On the monetary side, Pham Thanh Ha, deputy governor of the State Bank of Vietnam, said that in 2022, the goal of economic stability and inflation control will definitely be achieved. However, headline inflation and core inflation data are on an uptrend and will continue to rise in the near future. With this development, Vietnam’s economy will indeed face some pressure, especially related to the slowing global economy, some countries and Vietnam’s main markets are likely to fall into recession.
Accordingly, in order to control inflation and stabilize the macro economy, the state bank must stabilize the currency and foreign exchange markets and ensure the liquidity of the credit institution system.
In particular, the state bank must rationally and synchronously manage both interest rates and exchange rates, and adequately align credit growth with market movements and macroeconomic developments. On the other hand, in difficult circumstances it may be necessary to have a priority goal.
In addition, the State Bank reiterated the goal of stabilizing the psyche of the depositors when ensuring the operational security of the credit institutions.
Mr Ha added that the flow of capital to the economy still comes from three main sources, including bank lending, stock markets and public investment, in addition to foreign capital. Therefore, the State Bank will continue to synchronize and closely coordinate with fiscal policy and other macro policies.

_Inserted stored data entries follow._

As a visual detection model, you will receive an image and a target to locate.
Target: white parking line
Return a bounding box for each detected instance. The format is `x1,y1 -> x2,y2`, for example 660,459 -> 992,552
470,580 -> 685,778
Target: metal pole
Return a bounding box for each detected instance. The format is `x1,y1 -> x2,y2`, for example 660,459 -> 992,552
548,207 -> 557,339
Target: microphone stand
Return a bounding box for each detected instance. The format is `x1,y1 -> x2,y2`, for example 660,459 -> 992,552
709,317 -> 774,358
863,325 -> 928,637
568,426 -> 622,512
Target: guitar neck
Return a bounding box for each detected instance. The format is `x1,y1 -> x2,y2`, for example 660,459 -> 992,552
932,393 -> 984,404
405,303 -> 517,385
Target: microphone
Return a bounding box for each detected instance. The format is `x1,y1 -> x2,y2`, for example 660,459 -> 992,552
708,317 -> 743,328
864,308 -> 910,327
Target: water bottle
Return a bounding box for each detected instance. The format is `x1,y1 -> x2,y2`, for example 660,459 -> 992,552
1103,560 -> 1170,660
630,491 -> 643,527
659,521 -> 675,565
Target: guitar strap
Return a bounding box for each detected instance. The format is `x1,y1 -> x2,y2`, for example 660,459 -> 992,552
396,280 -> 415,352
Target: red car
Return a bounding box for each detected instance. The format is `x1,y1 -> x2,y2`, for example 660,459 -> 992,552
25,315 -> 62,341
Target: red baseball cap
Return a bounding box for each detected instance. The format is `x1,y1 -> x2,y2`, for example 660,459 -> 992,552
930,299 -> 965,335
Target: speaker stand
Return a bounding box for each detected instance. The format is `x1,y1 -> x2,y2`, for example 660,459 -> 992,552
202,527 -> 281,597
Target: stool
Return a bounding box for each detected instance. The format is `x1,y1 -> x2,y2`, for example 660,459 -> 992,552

Because the money market, capital market and real estate market are very closely linked, said Mr. Ha. If the stock market collapses, it will put pressure on bank lending, affecting the psychology of savers. On the contrary, the liquidity of credit institutions is difficult, which also affects the functioning and development of the corporate bond market.
“Business demand is always high. The state bank is trying to ensure the role of credit capital. However, there is also a need for support from the capital market and public investment,” Mr Ha said frankly.